The letter began widely circulating on social media Wednesday night, drawing comments from figures such as state Sen. Karla Bigham, DFL-Cottage Grove, and Education Minnesota President Denise Specht.
“I stand with @UTSWCSchools ! They deserve a contract and respect from the administration!” Bigham tweeted Thursday.
She also retweeted Specht’s comment: “This letter from the superintendent of @ISD833 is threatening and just plain wrong. Shame on @SuperOffice833 for saying unpaid overtime is expected and precedent setting. What he’s saying here is contractual hours don’t matter.”
In a statement ahead of public comment, Jacobus apologized that teachers felt unvalued.
“There are legal responsibilities and official notices that often occur during contract negotiations, including my letter to union leadership regarding work-to-rule. If there is an issue in our district where I am concerned about how it could impact our students or families, I believe it is appropriate and expected that I would communicate these concerns. In no way does this process take away from the value we place on our teachers,” he said. “I am sorry we are in a discussion where it feels like you are unvalued,” he added.
During public comment, teachers emphasized the amount of work they do outside of school hours and the urgency to settle the contract.

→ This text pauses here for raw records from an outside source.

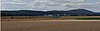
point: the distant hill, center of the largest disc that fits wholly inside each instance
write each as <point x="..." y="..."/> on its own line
<point x="75" y="12"/>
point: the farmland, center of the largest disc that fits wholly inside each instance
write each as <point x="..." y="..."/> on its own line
<point x="33" y="23"/>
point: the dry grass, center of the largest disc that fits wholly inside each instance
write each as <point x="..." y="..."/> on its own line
<point x="28" y="24"/>
<point x="51" y="26"/>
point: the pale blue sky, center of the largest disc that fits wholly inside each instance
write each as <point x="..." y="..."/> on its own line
<point x="45" y="5"/>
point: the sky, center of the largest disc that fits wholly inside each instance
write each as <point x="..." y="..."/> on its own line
<point x="46" y="5"/>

“For one of us to give just five minutes of assessment time to 175 students takes over fourteen and a half hours. This does not come out of our time before and after school, when we are instead in meetings or engaged in the enjoyable work of helping our students,” said Adam Hayes, a teacher at East Ridge High School. “In the letter … Drs. Jacobus and Witherspoon lay claim to that time not as a gift, but as an obligation under penalty of the loss of our jobs or our union. So it is this I must ask this school board: when your employees Drs. Jacobus and Witherspoon state that teachers ‘must put in the time that is necessary to fulfill all our job duties,’ who will determine what constitutes enough?"